Ayla Cedraz 19/12/2016
Volto para Clarice
Fui ver minhas resenhas no Skoob, e descobri que a única que escrevi foi de A Via Crucis do Corpo, livro de Clarice, que li aos meus, gentis, 13 anos, para onde hoje olho com tanta condescendência. Lembro-me da superfície de meu impacto ao ler tal obra, assim como lembro de achá-lo alheio ao que eu já havia lido de Clarice. Acho engraçado e um pouco ridículo dizer que, naquela idade, eu já havia lido Laços de Família, Perto do Coração Selvagem e A Hora da Estrela [este último, emprestado da biblioteca da escola; pensei longamente sobre furtá-lo, mas não o fiz (otária)]. O que, verdade seja dita, pode ter me acontecido quando me embrenhei nesse material em tamanho despreparo? Minha relação com a literatura é de amor e ódio, é o que hoje concluo. Que papel teve A Via Crucis... na minha vida?

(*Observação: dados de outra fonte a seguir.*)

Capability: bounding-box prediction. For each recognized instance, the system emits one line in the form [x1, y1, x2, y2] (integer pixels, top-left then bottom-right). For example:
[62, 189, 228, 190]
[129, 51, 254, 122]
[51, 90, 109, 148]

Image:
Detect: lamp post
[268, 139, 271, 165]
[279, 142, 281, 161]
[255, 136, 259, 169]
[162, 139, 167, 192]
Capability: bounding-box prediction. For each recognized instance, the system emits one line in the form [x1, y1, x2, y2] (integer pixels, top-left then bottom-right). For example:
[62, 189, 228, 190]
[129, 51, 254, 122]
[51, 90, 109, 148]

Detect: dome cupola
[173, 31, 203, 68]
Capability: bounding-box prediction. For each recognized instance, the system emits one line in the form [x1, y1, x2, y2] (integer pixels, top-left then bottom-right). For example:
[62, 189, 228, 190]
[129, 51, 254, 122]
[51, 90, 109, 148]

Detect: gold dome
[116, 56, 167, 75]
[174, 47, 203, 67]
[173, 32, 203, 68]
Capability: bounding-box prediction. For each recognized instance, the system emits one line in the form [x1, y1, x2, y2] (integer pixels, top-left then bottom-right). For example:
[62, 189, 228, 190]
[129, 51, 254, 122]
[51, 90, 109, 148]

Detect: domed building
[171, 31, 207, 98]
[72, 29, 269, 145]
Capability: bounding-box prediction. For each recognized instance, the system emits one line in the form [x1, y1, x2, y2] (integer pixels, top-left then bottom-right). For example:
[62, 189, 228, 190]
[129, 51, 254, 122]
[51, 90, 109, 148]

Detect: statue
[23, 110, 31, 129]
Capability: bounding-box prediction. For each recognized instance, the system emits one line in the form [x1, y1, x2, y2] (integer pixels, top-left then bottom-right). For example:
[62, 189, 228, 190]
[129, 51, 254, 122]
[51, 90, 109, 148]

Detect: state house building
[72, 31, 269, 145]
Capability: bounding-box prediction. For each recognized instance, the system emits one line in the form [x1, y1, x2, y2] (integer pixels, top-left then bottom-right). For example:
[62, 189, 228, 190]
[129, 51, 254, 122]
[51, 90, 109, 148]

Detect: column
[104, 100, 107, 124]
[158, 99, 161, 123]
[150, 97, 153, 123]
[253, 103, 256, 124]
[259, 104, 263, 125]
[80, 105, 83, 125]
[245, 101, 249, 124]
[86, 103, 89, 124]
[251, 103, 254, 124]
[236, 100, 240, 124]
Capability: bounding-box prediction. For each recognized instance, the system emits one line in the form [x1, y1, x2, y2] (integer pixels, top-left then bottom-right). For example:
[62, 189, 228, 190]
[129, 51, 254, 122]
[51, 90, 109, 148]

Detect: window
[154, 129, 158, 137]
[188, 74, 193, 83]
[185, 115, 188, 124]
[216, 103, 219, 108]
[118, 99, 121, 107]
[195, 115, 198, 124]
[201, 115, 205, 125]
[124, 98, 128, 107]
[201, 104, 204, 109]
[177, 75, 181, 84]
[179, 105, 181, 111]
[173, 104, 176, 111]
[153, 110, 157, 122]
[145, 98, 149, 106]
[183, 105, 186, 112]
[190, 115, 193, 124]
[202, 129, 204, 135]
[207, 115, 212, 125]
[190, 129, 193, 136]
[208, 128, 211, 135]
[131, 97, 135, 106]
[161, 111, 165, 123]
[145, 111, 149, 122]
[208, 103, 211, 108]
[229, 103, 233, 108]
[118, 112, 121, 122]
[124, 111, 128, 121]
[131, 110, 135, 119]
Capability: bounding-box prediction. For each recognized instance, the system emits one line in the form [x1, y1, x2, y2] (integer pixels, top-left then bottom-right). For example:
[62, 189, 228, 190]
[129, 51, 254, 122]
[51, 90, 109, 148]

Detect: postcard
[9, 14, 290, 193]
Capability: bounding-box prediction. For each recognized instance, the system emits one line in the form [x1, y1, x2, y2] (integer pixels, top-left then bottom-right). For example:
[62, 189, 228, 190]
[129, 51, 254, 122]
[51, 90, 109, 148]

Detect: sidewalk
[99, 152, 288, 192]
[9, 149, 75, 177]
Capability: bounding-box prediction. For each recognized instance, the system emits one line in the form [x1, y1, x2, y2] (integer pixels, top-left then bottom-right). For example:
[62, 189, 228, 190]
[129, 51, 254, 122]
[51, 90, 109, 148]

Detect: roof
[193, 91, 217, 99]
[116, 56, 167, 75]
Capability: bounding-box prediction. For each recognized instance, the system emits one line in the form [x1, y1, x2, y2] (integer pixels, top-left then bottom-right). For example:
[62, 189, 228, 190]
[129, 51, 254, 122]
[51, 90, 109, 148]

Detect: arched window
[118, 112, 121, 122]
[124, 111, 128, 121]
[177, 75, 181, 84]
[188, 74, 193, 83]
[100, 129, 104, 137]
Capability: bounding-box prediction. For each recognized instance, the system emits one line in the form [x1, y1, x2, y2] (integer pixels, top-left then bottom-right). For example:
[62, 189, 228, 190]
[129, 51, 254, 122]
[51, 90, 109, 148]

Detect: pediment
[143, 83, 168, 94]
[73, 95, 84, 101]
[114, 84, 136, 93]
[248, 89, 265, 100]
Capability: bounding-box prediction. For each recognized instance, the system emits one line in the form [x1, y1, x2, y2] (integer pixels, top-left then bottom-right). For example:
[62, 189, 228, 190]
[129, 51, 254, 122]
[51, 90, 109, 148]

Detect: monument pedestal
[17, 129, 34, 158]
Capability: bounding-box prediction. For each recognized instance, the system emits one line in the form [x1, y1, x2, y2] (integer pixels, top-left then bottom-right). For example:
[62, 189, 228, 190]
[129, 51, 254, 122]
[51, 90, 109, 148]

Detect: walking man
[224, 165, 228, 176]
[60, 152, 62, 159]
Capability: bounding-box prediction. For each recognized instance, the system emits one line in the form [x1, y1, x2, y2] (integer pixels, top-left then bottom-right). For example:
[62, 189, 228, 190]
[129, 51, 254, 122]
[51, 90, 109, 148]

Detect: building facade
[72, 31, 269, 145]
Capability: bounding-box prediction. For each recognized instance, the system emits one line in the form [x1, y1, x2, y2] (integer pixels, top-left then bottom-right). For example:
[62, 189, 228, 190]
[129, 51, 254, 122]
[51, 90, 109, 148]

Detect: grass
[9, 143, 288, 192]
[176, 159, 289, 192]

Ler Clarice, foi uma luz. Gostaria que Benjamin Moser tivesse um livro sobre como foi escrever esse livro. Se as obras de Clarice já oferecem tamanho impacto sobre qualquer leitor, o que faz sua vida? Confesso que me desiludi um pouco. A minha imagem de Clarice, ao longo dos anos, estruturava-se numa personalidade altiva, arrogante por natureza, senhora de todos os seres humanos; ideais esses fortalecidos pela foto que aparecia sempre através de cada livro (edição Rocco), onde Clarice aparecia sentada, com o queixo levemente erguido para uma câmera que parecia questioná-la e ela, com preguiça, limitava-se a oferecer um olhar de intensa chateação e costumeira dor de cabeça. Sempre pensei que, se eu tivesse conhecido pessoalmente Clarice e tivesse a oportunidade de conversar com ela, sairia da experiência numa crise existencial seríssima e teria de viver para sempre em sessões de análise. Em Clarice,, descobri que ela era uma mulher, ao menos de início, realmente inclinada às interações sociais, inclusive com leitores de suas obras, e que gostava de conviver. Descobri que Clarice suportou longos anos de solidão, morando em diversos países, devido ao trabalho do marido, diplomata. Na minha imaginação, Clarice jamais o faria! No primeiro incômodo, ela largaria tudo e iria para onde bem quisesse. Desiludi. Contudo, não me decepcionei. Conhecer um pouco da real Clarice fez com que eu me apaixonasse de novo por ela, de um modo diferente. Descobri que a Clarice que eu imaginava era mais parecida com a Clarice depois do divórcio, depois de todo o sofrimento com a doença do filho, depois do incêndio em seu apartamento, quando ela não podia suportar sequer um jantar na casa de amigos. Recentemente, li A Paixão Segundo G.H.. Quando olhei a foto dela de novo, ela era outra.